Ever since I started using a feather (that I’ve attached to a carpenter’s pencil in order to make it more robust and less likely to blow away), I’ve had much better success with brushing. I can also be very accurate in where I brush and it’s easy to get into tight quarters to coax bees to where I want them to be or not be.
Good point. I had forgotten about feathers, but I’ve heard before that they make the best bee flickers.

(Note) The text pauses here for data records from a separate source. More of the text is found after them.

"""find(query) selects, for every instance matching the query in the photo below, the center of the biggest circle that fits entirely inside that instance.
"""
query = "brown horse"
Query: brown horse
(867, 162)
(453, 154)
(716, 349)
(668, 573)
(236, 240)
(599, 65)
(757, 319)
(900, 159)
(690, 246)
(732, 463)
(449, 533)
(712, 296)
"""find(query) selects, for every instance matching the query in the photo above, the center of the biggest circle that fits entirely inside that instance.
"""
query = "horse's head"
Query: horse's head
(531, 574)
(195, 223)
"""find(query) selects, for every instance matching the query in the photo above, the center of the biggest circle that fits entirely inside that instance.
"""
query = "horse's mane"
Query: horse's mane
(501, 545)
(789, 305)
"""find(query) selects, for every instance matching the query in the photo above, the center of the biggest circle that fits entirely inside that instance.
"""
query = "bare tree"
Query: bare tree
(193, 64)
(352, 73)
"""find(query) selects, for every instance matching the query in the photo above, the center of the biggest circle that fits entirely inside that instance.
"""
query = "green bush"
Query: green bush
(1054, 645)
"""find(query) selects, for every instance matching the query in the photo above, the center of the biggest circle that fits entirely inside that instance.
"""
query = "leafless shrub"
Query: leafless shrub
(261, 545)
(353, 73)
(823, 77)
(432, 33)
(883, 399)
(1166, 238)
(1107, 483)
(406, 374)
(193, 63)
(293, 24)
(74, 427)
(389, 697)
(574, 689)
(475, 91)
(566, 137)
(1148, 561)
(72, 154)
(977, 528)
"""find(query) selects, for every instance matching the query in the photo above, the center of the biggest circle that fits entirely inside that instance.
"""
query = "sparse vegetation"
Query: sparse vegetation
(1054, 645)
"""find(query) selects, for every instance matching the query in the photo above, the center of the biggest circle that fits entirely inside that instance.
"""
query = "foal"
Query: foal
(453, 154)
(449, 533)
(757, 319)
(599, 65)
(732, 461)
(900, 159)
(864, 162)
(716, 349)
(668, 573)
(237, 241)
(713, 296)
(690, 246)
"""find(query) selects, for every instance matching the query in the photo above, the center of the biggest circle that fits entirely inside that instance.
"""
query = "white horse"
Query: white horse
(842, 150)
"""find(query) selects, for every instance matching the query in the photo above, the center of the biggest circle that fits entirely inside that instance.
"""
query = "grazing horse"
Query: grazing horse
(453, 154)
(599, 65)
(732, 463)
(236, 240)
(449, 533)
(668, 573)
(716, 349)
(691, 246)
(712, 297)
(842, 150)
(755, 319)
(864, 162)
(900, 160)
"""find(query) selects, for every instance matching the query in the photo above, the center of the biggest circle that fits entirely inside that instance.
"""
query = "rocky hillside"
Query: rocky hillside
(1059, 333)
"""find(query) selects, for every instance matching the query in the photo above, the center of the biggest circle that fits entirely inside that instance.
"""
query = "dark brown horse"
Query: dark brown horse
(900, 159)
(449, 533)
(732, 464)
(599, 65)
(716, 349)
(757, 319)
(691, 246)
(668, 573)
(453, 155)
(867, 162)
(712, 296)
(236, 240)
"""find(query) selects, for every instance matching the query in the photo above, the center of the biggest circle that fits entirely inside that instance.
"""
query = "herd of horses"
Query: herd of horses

I just harvested today and thought about how I brush them off after reading this post. Turns out I brush diagonally from bottom left to top right, so I haven’t had much trouble. Either lucky or happy instinct 🙂 I also learned early on that a quick flick got them less upset. Thanks for the tips!
Great tip, thanks Rusty.
This is a great tip. A begining bee keeper like me would never think of this but it only makes sense when you stop to think about it. Phil
A great tip, never thought about it but it does make sense. I too do it at an angle but will try upside down next time. I agree with the feather comment too. I got geese so I could have a good flight feather for each hive minimising the cross infection issue 🙂
I’m sitting by my wood stove, soaking in the warmth on this 19-degree Shenandoah Valley VA night, and hoping the girls are staying warm out in the snow!
I’d like to ask a couple of questions. I debated whether to scrap the snow off the front of my hives this morn, especially after noting it had frozen and was keeping the reduced entrance completely shut. I had to use my hive tool to knock the ice pretty hard. How much does this bother the bees? I assume it is necessary to allow air circulation into the hive, as well as keep the moisture from melting back inside.
My second question is related to using the bee brush. I added a sugar block to one hive a couple of days ago when it was 65 degrees (yes, quite a quick change!) There were many bees on the top of the frames, and I had trouble getting them to move so I could place the sugar block. I tried using the brush but a bunch of them just clung to the bristles. I ended up using some smoke, which I really didn’t want to do.
If you lower it slowly, the bees will move out of the way. Or you can put one end down and brace the other end on a stick or piece of wood, so the bees can crawl out from under it.